Why does CLRS refer to the disk parts as pages rather than blocks?

I recently decided to review the B-tree chapter (chapter 18, p 486 in 3ed) in Introduction Algorithms, and found that they call pages what I always referred to as blocks or clusters:

In order to amortize the time spent waiting for mechanical movements, disks access not just one item but several at a time. Information is divided into a number of equal-sized pages of bits that appear consecutively within tracks, and each disk read or write is of one or more entire pages. For a typical disk, a page might be $$2^{11}$$ to $$2^{14}$$ bytes in length.

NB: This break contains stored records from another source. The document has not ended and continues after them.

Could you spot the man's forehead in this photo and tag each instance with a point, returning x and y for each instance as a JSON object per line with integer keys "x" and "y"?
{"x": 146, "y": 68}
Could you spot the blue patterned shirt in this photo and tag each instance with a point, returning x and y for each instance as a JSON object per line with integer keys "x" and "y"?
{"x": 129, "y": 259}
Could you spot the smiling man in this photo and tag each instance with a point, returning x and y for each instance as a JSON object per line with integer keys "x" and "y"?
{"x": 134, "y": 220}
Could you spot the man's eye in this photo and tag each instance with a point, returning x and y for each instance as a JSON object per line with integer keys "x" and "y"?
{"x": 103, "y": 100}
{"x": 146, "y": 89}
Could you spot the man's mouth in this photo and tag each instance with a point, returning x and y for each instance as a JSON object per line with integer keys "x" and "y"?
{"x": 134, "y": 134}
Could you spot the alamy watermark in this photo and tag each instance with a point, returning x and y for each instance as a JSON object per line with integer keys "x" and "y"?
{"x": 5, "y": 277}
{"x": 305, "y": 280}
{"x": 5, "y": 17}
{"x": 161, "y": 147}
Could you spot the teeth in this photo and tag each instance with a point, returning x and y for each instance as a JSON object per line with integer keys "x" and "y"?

Once the read/write head is positioned correctly and the disk has rotated to the beginning of the desired page, reading or writing a magnetic disk is entirely electronic (aside from the rotation of the disk), and the disk can quickly read or write large amounts of data.

I always thought that pages are related to the virtual memory, although including swapping with the disk access. When the talk goes into the discussion of the filesystems in general, then I thought the information is divided into blocks rather than pages. Is he talking about virtual memory here? If I restate the whole paragraph in terms of blocks, would it be still correct, except for the provided sizes of the blocks?

• The book has four different authors. May 28 at 22:21
• I don't think that such distinctions are of interested to the authors of Introduction to Algorithms, who are theoreticians. May 28 at 22:23
• It is common in database-related terminology to call page a contiguous set of disk blocks that is treated as the unit of transfer between main memory and permanent memory (e.g. disk). So the estimates of the access costs of persistent data structures, like trees or relations are usually in number of pages read and written. May 29 at 12:54
• @Renzo, interesting, just opened Garcia-Molina et al Database Systems and saw that they use disk blocks and pages interchangeably. Makes sense, thank you! May 29 at 16:43

I think you're right to be confused by this.

If their "pages" are sectors (= disk blocks), then they're right to say that pages "appear consecutively within tracks, and each disk read or write is of one or more entire pages", but their size range for pages makes no sense. The overwhelmingly most common sector size in 2009, when this textbook was published, was $$2^9$$ bytes. Also, I've never heard the term "page" used for a disk sector before.

If their pages are VM pages, then the size range makes more sense. But then they're wrong to suggest that the page size is a property of the disk, and it's not true that a swapped-out VM page will generally appear consecutively in a track. Also, disk reads and writes are only in units of VM pages if they come from the paging subsystem, and you shouldn't expect B-tree nodes to be paged in general (though they can be).

If their pages are clusters (filesystem allocation units), then the size range may be reasonable, but the rest is wrong. Clusters aren't generally read or written as a whole, they are just allocated as a whole. Also, I can't think of any reason to match the B-tree node size to the cluster size unless it's a filesystem B-tree (probably a directory index) and equating them simplifies the design or implementation of the file system.